I don't use app stores. Never have. And it's for this reason. I do not favor the control coming. If my computer will not run an executable on command, it really is not my computer. Useless and definitely not something I trust.

Actually I do grab free things off Google play, but I side load as often as I do that.

I think we're gonna see fairly modern systems added to the category of retro computing. It will be a system that just runs programs developed by others. Imagine that!

[kuschku]

> Also to create software for Apple devises you need... an Apple device.

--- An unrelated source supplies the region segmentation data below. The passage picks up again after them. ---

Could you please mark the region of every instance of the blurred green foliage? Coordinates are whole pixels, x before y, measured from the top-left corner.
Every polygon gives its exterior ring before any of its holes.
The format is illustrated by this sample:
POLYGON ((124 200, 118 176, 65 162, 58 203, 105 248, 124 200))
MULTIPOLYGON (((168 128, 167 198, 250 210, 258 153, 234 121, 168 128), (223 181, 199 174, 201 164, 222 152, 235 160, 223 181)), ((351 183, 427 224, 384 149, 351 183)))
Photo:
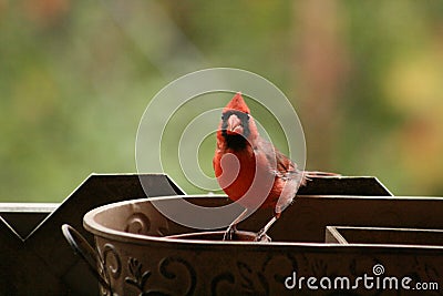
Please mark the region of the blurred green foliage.
POLYGON ((212 67, 286 93, 308 169, 443 194, 442 1, 0 0, 0 201, 58 202, 92 172, 135 172, 151 98, 212 67))

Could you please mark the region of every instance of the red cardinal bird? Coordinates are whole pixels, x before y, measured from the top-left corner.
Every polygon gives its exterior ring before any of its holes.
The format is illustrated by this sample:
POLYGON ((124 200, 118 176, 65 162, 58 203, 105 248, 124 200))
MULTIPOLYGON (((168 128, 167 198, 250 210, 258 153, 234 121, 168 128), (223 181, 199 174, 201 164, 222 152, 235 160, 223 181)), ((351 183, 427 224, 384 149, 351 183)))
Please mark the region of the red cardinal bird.
POLYGON ((291 204, 299 186, 306 184, 307 175, 323 175, 297 170, 297 164, 262 139, 241 93, 223 110, 213 165, 224 192, 246 208, 229 225, 224 239, 233 238, 236 225, 248 211, 272 207, 274 217, 256 237, 266 239, 267 231, 291 204))

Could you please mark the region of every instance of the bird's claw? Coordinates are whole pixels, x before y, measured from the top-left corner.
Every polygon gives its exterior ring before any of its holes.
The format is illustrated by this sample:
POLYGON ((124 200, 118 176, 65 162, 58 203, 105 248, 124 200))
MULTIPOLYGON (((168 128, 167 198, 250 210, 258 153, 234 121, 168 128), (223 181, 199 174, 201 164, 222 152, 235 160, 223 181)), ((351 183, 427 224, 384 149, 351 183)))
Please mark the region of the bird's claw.
POLYGON ((266 234, 265 228, 259 231, 256 235, 255 242, 271 242, 270 237, 266 234))
POLYGON ((223 235, 223 241, 234 241, 234 235, 236 232, 237 228, 235 226, 229 226, 223 235))

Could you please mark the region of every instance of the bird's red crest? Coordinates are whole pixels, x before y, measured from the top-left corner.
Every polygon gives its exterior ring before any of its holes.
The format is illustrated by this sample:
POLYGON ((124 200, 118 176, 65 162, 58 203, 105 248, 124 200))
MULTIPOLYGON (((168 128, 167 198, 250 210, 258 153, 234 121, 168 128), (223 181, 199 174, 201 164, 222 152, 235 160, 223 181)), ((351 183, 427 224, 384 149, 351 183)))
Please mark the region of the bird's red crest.
POLYGON ((236 95, 234 95, 233 100, 230 100, 230 102, 225 106, 223 112, 229 110, 236 110, 248 114, 250 113, 248 105, 241 96, 241 92, 237 92, 236 95))

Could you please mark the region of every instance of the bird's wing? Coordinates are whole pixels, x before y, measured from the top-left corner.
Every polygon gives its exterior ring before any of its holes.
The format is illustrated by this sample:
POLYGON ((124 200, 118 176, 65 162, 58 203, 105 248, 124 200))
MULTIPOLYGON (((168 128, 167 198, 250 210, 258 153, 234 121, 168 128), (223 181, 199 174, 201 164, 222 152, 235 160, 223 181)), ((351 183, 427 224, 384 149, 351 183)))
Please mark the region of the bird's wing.
POLYGON ((265 152, 271 166, 269 169, 274 171, 277 176, 282 178, 293 178, 300 175, 301 172, 297 170, 297 164, 276 149, 272 143, 260 139, 257 149, 265 152))

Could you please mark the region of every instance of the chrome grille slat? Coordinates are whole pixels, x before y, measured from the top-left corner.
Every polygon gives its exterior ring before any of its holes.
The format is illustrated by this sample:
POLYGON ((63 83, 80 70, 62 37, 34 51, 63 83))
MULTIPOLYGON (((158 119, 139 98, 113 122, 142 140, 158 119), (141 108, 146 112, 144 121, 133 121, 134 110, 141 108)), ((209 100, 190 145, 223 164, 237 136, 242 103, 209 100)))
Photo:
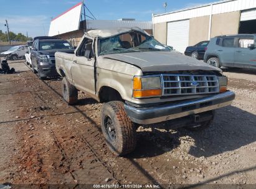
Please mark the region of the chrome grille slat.
POLYGON ((219 81, 215 75, 161 75, 163 96, 188 95, 219 92, 219 81), (197 82, 198 86, 192 86, 197 82))

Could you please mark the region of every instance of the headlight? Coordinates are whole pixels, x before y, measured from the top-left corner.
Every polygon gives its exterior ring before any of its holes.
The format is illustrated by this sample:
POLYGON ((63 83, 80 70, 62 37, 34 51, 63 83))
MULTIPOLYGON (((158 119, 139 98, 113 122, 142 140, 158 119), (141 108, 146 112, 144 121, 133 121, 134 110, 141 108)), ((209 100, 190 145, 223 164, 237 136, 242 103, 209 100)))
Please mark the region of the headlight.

You don't really - you can use Electron and other frameworks to build it on a different OS, and just package it for macOS.

[unlinked_dll]

how do you package an Electron app for MacOS for free?

[opencl]

I don't know about the specifics of Electron but there are some tools to create MacOS installer packages on Linux[1]. I've done this to distribute a game written in the Renpy engine, it's a bit convoluted but it works. I'm not sure if app notarization is possible though (probably not), it's been a while since I dealt with this stuff and notarization wasn't required at the time.

[1] https://gist.github.com/SchizoDuckie/2a1a1cc71284e6463b9a

[maxaf]

Are you saying that you’re ready to put your name on an app you’ve shipped but never tested yourself? This is the ultimate Fuck You to users: to show that the developer simply doesn’t care about quality.

[ekidd]

> Are you saying that you’re ready to put your name on an app you’ve shipped but never tested yourself?

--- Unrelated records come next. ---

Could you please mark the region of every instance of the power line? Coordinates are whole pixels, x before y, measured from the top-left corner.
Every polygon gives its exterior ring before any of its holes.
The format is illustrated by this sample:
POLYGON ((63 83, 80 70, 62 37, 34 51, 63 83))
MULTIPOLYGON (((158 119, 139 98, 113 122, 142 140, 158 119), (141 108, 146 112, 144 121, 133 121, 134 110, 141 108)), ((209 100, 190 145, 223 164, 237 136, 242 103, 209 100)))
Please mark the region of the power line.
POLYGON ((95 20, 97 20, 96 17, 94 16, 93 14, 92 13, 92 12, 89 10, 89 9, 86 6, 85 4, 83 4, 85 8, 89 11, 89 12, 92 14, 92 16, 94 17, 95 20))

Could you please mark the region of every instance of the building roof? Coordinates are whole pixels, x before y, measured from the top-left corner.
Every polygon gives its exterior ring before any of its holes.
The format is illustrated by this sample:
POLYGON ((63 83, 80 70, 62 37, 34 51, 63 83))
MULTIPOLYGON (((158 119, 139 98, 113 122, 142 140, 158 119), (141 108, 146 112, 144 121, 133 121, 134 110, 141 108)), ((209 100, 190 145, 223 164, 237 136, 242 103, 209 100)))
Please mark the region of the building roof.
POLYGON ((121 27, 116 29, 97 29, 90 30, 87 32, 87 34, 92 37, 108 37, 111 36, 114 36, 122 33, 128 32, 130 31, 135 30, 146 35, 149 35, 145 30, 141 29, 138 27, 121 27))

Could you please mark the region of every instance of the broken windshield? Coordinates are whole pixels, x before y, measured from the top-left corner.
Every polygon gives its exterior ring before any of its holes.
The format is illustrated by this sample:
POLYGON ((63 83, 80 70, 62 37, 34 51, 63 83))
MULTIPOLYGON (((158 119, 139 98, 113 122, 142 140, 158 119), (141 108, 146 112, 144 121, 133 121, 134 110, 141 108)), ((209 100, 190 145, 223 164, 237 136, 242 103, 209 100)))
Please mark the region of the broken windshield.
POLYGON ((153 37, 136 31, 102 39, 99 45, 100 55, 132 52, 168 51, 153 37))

At work, I do this for in-house command-line tools. I have automated unit tests and integration tests, and all the compilation is done on a CI server. And if a problem slips through automated testing, well, then somebody will ping me on Slack and I'll fix it.

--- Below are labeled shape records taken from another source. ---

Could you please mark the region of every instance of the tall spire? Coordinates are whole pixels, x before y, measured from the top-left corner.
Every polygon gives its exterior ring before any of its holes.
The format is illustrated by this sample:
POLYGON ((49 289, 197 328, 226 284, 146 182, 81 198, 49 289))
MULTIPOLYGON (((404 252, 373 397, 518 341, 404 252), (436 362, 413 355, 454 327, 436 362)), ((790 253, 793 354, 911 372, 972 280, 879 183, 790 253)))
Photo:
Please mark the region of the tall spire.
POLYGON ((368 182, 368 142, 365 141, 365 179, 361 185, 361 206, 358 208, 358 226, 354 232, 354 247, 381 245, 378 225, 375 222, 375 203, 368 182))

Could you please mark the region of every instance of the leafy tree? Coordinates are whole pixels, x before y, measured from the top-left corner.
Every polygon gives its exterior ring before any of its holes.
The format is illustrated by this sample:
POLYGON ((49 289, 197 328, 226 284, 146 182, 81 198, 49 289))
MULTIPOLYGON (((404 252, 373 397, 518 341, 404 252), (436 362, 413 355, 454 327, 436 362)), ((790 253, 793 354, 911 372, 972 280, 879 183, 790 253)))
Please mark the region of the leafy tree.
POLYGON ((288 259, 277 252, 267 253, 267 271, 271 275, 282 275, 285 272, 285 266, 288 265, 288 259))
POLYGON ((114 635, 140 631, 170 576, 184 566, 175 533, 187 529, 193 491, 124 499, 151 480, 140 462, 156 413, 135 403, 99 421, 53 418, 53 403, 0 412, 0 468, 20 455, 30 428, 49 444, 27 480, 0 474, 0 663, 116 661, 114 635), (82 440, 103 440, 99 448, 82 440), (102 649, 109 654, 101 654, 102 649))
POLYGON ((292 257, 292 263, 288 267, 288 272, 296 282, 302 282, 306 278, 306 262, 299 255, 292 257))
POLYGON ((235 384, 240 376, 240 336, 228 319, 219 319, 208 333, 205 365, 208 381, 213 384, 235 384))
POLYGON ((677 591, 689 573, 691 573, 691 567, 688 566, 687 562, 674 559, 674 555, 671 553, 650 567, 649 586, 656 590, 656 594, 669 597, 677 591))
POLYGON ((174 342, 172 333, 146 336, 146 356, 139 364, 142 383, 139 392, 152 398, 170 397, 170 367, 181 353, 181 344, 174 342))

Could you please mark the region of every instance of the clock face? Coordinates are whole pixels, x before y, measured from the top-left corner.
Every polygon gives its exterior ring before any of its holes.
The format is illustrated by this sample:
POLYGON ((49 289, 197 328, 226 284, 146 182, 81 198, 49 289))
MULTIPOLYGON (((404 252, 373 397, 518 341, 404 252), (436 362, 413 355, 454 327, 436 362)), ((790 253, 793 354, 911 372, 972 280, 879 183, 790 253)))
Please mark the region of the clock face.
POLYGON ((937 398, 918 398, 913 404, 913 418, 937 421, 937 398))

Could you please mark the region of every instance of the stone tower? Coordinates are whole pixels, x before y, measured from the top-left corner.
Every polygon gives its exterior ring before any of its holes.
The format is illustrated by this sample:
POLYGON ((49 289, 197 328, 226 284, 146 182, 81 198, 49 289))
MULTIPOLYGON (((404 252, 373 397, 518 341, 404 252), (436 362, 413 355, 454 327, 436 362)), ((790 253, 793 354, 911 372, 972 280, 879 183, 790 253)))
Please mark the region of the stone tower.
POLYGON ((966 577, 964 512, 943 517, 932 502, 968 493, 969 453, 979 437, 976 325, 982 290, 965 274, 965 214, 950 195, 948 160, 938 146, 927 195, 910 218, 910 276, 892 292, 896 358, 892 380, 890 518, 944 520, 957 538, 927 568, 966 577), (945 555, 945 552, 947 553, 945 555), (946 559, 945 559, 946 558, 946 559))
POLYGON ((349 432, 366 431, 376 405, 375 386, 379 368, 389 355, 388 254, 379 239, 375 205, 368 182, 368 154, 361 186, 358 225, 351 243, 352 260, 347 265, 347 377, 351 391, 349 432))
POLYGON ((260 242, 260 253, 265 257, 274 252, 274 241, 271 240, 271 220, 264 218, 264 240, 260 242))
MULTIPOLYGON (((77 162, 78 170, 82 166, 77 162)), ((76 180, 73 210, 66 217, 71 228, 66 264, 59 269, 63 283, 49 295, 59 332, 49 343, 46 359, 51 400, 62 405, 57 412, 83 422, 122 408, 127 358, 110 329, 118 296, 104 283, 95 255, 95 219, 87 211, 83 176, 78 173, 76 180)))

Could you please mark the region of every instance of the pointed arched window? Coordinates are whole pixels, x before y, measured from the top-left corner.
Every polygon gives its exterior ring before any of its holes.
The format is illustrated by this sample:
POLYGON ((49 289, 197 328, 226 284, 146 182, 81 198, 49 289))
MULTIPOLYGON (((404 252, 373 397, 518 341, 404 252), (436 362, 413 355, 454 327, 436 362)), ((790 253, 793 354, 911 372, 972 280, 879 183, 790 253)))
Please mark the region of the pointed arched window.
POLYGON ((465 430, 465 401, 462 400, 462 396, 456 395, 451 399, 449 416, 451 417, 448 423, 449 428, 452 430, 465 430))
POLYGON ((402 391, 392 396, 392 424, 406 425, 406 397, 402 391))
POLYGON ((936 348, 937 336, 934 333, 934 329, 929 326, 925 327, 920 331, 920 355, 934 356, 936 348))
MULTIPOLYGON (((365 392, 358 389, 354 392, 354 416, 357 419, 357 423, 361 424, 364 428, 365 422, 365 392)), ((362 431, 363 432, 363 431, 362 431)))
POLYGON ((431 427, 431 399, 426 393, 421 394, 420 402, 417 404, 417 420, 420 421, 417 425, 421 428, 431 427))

I only need to take out my MacBook Air to debug something once every year or two.

We may actually need to start a conversation at work about whether we want to continue supporting Macs internally. We could notarize our own CLI tools, but we also rely on lots of open source CLI tools, and I understand that all of those will eventually need to be notarized, too.

[pergadad]

In poorer countries many Devs might not be able to afford the newest $800 iPhone for their potential career start.

[kuschku]

I’ve had users who requested a mac version of a tool I develop and provided testing for it.

I can’t test on a mac, as I don’t have the money for one, so I build the binaries with Travis CI automatically, and never test them myself — I also can’t notarize them, obviously.

[black_puppydog]

let's say you're an open source app, and develop on linux using electron. there are some people that would like to run your app on a mac, but you don't have one. you can set up github CI so that your app gets built into an appimage, that's a little work, but not much. should you now also be required to pay for the luxury of sending one or two people an app? should they pay for it?

this is not hypothetical; I literally just received a GH issue update asking if we can use community funds for the $100 ransom^Wfee.